Film: The Price Of Sugar

poster for The Price of Sugar documentary not to be confused with the other film of the same nameWhile we cannot all  make war on every ingredient or provenance of every culinary utensil in our kitchens, I still think it’s good to be aware of food policies — both in the US and internationally. So, every month, I’ll include some food-related film, article, or books  that educated or entertained me.  This documentary and article pushed me to pledge to purchase only Fair Trade Sugar

First up is the documentary The Price of  Sugar, which exposes the inhumane treatment of Haitian sugar cane workers in the Dominican Republic – and the journey of the Spanish priest who has dedicated his life to helping them. It is available for viewing on YouTube

The History of The Price of Sugar in the USA

I’m including this  link to a succinct but thorough article  from the  Harvard Kennedy School Review that will also shake up your thoughts about our sweet obsession.  American consumers are paying an extortionate (think of it as an additional tax) price for sugar  because its production is artificially constrained. And protective pricing enriches sugar-producing cartels, which are immune to regulations. This is all good food for thought…

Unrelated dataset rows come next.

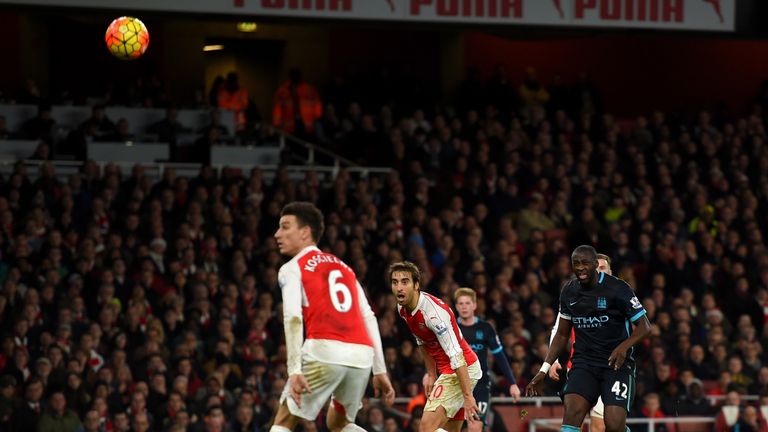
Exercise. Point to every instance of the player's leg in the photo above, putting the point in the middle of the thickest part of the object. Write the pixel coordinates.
(347, 400)
(482, 395)
(284, 420)
(446, 402)
(322, 379)
(581, 393)
(596, 422)
(618, 389)
(433, 420)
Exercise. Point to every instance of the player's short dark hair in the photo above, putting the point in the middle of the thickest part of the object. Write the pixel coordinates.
(407, 267)
(306, 215)
(469, 292)
(585, 249)
(605, 257)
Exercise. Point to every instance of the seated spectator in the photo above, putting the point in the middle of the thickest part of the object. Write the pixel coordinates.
(90, 422)
(122, 133)
(4, 132)
(7, 400)
(215, 123)
(730, 413)
(751, 420)
(57, 417)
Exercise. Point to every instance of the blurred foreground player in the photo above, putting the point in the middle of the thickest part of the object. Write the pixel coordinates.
(596, 414)
(445, 351)
(322, 293)
(599, 307)
(482, 337)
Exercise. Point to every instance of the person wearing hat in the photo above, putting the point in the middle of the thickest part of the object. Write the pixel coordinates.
(57, 417)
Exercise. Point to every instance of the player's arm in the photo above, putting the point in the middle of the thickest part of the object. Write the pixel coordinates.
(439, 321)
(630, 305)
(381, 381)
(554, 370)
(558, 343)
(494, 344)
(429, 363)
(293, 324)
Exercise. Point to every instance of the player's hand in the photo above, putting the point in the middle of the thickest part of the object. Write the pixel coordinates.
(514, 392)
(471, 411)
(383, 389)
(428, 382)
(617, 357)
(298, 385)
(536, 386)
(553, 373)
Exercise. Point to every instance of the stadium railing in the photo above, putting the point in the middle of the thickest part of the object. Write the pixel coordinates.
(541, 413)
(682, 424)
(155, 170)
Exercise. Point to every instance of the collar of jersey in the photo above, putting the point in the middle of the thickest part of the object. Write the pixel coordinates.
(306, 250)
(419, 304)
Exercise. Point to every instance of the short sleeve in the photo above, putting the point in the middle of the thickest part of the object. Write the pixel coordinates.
(628, 303)
(565, 306)
(289, 278)
(494, 344)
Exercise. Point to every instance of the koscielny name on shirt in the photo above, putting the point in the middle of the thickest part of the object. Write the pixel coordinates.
(311, 264)
(590, 322)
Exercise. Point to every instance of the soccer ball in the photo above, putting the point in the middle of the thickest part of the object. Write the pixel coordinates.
(127, 38)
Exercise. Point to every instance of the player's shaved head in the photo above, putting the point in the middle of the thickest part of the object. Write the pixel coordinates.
(586, 251)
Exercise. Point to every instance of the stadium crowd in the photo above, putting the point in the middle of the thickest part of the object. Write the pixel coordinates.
(128, 303)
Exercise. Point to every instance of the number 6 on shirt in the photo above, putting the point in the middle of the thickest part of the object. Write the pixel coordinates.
(339, 290)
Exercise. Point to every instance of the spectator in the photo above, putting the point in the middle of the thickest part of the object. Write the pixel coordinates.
(7, 400)
(729, 413)
(27, 414)
(297, 106)
(90, 422)
(57, 417)
(233, 97)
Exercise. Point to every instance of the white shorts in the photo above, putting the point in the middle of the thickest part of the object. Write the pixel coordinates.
(598, 409)
(447, 393)
(344, 384)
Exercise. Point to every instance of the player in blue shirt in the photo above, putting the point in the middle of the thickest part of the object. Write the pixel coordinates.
(482, 337)
(600, 308)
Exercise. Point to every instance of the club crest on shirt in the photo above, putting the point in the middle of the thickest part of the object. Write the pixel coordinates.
(441, 328)
(601, 303)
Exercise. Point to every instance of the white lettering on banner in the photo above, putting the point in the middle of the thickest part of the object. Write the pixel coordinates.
(632, 10)
(470, 8)
(710, 15)
(318, 5)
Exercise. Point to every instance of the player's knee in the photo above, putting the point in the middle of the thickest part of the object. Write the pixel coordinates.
(351, 427)
(618, 425)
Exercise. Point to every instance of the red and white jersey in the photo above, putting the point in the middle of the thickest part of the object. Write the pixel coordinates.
(434, 326)
(324, 292)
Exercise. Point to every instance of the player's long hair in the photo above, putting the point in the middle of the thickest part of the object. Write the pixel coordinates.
(407, 267)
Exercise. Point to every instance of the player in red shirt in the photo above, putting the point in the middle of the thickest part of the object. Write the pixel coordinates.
(444, 350)
(321, 295)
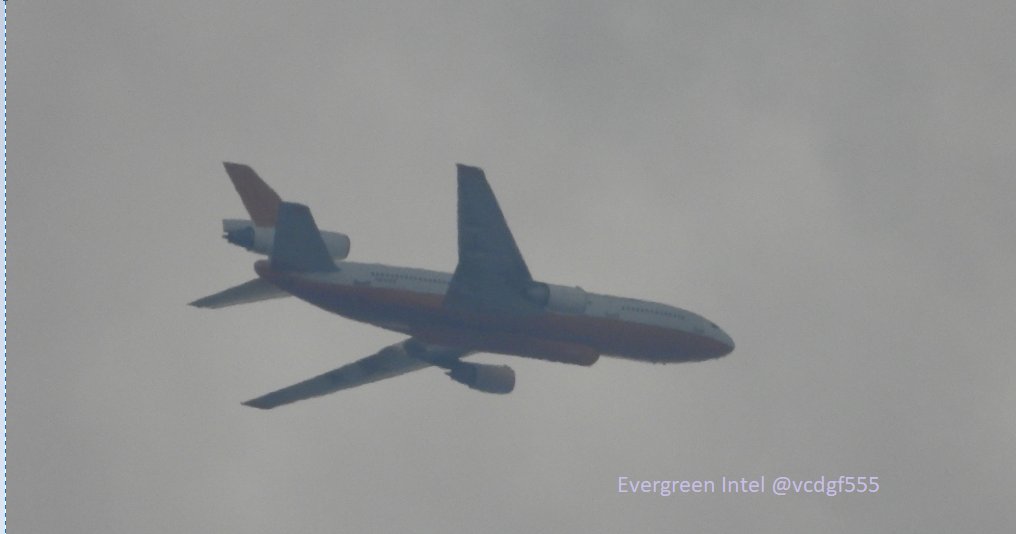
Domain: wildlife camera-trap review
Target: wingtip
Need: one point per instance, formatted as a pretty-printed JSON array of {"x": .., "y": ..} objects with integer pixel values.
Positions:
[{"x": 465, "y": 171}]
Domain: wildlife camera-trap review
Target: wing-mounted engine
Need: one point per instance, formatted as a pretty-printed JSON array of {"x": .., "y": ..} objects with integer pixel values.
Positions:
[
  {"x": 482, "y": 377},
  {"x": 559, "y": 298},
  {"x": 260, "y": 240}
]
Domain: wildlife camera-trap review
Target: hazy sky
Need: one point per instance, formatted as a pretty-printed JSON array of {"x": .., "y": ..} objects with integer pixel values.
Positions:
[{"x": 831, "y": 183}]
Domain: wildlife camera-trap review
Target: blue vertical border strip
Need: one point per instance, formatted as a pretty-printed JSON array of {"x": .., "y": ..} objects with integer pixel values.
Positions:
[{"x": 5, "y": 266}]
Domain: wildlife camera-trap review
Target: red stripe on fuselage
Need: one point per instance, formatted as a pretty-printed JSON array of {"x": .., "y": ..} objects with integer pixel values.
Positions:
[{"x": 570, "y": 338}]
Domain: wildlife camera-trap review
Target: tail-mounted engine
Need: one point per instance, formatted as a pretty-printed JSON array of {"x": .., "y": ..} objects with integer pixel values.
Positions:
[
  {"x": 482, "y": 377},
  {"x": 259, "y": 240},
  {"x": 558, "y": 298}
]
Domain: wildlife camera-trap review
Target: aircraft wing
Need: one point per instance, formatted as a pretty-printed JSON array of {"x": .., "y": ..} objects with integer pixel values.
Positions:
[
  {"x": 390, "y": 361},
  {"x": 249, "y": 291},
  {"x": 491, "y": 274}
]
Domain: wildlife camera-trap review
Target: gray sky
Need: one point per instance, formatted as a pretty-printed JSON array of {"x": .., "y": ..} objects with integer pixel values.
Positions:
[{"x": 832, "y": 184}]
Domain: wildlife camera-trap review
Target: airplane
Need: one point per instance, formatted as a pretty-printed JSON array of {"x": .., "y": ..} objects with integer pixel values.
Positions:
[{"x": 491, "y": 303}]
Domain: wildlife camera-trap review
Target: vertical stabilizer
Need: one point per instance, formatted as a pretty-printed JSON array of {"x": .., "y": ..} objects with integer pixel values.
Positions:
[
  {"x": 259, "y": 199},
  {"x": 298, "y": 245}
]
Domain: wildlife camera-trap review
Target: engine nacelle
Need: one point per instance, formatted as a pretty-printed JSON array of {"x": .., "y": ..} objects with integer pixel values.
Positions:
[
  {"x": 482, "y": 377},
  {"x": 559, "y": 298},
  {"x": 259, "y": 240}
]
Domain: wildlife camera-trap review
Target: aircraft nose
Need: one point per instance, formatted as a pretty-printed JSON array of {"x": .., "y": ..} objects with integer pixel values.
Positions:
[{"x": 726, "y": 340}]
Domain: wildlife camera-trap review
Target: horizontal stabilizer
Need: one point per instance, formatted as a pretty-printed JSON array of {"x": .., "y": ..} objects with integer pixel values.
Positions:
[{"x": 252, "y": 291}]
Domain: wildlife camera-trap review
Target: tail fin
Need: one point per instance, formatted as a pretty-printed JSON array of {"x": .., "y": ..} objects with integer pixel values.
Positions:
[
  {"x": 259, "y": 199},
  {"x": 298, "y": 245}
]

After owning one of the best cooking stores in the US for 47 years, Nancy Pollard writes a blog about food in all its aspects – recipes, film, books, travel, superior sources and food related issues.

1 Comment

  • foodo says:

    As one who patronized La Cuisine from the time of its founding until its closure 47 years later, I can sincerely lament its passing. One of voids hardest to fill will be the loss of the ability to put off Christmas shopping until then afternoon of the Dec 24, confident in the knowledge that a quick visit to La Cuisine would result in high quality and highly useful (or highly delicious) gifts for one and all.

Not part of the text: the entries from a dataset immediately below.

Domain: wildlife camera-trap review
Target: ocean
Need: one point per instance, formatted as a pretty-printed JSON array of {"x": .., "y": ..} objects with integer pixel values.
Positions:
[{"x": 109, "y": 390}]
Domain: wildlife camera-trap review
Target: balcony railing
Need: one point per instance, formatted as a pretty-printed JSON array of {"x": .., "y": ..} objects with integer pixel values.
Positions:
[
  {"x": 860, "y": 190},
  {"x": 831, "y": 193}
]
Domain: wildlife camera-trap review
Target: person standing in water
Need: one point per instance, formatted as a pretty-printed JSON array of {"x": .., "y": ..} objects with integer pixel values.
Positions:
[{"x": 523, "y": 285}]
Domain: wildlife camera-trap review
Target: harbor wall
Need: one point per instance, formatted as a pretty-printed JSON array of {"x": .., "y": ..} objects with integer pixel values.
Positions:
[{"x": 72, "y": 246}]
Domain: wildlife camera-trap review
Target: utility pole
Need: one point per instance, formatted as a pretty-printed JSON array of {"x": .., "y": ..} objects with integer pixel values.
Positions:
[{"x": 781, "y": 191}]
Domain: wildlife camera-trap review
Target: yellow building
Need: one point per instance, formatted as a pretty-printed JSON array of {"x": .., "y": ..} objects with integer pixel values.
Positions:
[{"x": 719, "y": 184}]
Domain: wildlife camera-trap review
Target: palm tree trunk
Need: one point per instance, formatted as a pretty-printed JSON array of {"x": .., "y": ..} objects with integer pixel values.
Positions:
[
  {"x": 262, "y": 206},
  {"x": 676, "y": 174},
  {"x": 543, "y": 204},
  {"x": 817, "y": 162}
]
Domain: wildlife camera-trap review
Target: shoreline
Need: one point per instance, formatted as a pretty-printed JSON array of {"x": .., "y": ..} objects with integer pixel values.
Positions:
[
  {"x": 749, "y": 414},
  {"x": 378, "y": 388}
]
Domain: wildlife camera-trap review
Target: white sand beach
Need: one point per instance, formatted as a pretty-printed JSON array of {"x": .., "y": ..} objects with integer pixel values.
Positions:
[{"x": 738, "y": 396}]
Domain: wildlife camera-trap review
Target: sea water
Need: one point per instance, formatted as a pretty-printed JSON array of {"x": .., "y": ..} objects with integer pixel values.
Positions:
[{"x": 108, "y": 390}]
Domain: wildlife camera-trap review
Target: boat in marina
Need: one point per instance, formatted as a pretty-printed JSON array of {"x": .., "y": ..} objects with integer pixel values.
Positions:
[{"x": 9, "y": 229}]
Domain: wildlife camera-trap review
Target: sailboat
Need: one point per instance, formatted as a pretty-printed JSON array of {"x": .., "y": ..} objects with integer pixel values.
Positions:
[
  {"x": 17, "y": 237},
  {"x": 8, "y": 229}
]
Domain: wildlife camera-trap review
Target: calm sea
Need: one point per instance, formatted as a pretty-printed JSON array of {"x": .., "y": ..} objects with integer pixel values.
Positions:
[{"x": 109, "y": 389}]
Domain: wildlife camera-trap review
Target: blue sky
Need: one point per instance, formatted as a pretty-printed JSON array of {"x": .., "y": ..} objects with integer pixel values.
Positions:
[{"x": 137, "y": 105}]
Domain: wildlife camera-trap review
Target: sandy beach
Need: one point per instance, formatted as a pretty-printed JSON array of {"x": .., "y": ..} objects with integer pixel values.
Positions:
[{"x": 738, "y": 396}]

    However, the good news is that a richer virtual life may await the patrons of La Cuisine following its physical demise. Nancy Pollard’s unremitting quest for all things both good and attractive lives on in the Kitchen Detail website, and this quest can be better fulfilled with technology that did not exist when La Cuisine started in 1970. I have high hopes of eventually finding on the Kitchen Detail website a list, curated by Nancy, of food- and cooking- related items that will be every bit as good as the ones previously physically carried by La Cuisine, but far more extensive than La Cuisine’s physical floor space could ever have accommodated.

    And it is not too much to hope that the continuing development of technology will allow Christmas shopping to be put off not just until the afternoon of Dec 24, but until that night, still safe in the knowledge that a fleet of drones will have all the gifts on all the appropriate doorsteps Christmas morning. Furthermore, it not inconceivable that Kitchen Detail might someday engage in a technology development effort with home-builders to create a drone-compatible chimney so that Christmas presents can be delivered to where they should be – under the appropriate tree.